Step 2 - Materials

Generic Materials 

The following is a list of generic materials used in craft construction in 2300AD. These materials are derived from the Armour Value table in the Director's Guide and the Materials table in the Naval Architects Manual.

For the purposes of this design sequence, two assumptions have been made -

1. That the armour value of a material, listed in the Director's Guide, is per centimetre of that material.

This means that 2 cm of Aligned Crystal Steel would have an Armour Value of ( AV 1.5 x 2.0cm = ) 3.

Note that for the purposes of explosive penetration and breaching charges only, the material armour value used is unmodified by thickness. Thus, an EP 4 explosive would penetrate ( EP 4 / AV 1.5 = ) 2.67 cm of the same 2 cm thick Aligned Crystal Steel and make a hole 1.17 cm across.

This document uses the acronym MAV for the Material Armour Value ( i.e. AV per cm ) and the acronym CAV for the Combat Armour Value ( i.e. MAV x thickness in cm ).

( Note that in reality armour toughness does not increase linearly with thickness. However, the above is a reasonable approximation, and will do for the purposes of this design sequence. )

2. That the material listed as "Metallics" in Star Cruiser is equivalent to "Aligned Crystal Steel" in the Director's Guide.

There are two reasons why I chose Aligned Crystal Steel as my common ground between both Star Cruiser and 2300AD. The first is that the 2300AD technological base assumes great advances in material technology according to the Director's Guide. If this is the case then I do not believe that Starships would be constructed out of inferior hardened steel, especially since most Starships will be constructed in orbital facilities, where Aligned Crystal Steel is manufactured.
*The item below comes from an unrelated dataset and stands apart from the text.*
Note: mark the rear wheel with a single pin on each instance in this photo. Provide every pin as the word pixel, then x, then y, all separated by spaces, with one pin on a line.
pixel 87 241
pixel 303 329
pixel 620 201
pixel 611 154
Secondly, the choice of Aligned Crystal Steel as a baseline also produces a nice correlation between SC Composites and DG Composite Matrix Armour.

Based on these two assumptions, the materials table looks as follows -

The Signature table lists two values - the first is the signature modifier used by this system, the second ( in parentheses ) is the Naval Architects' Manual modifier for the material.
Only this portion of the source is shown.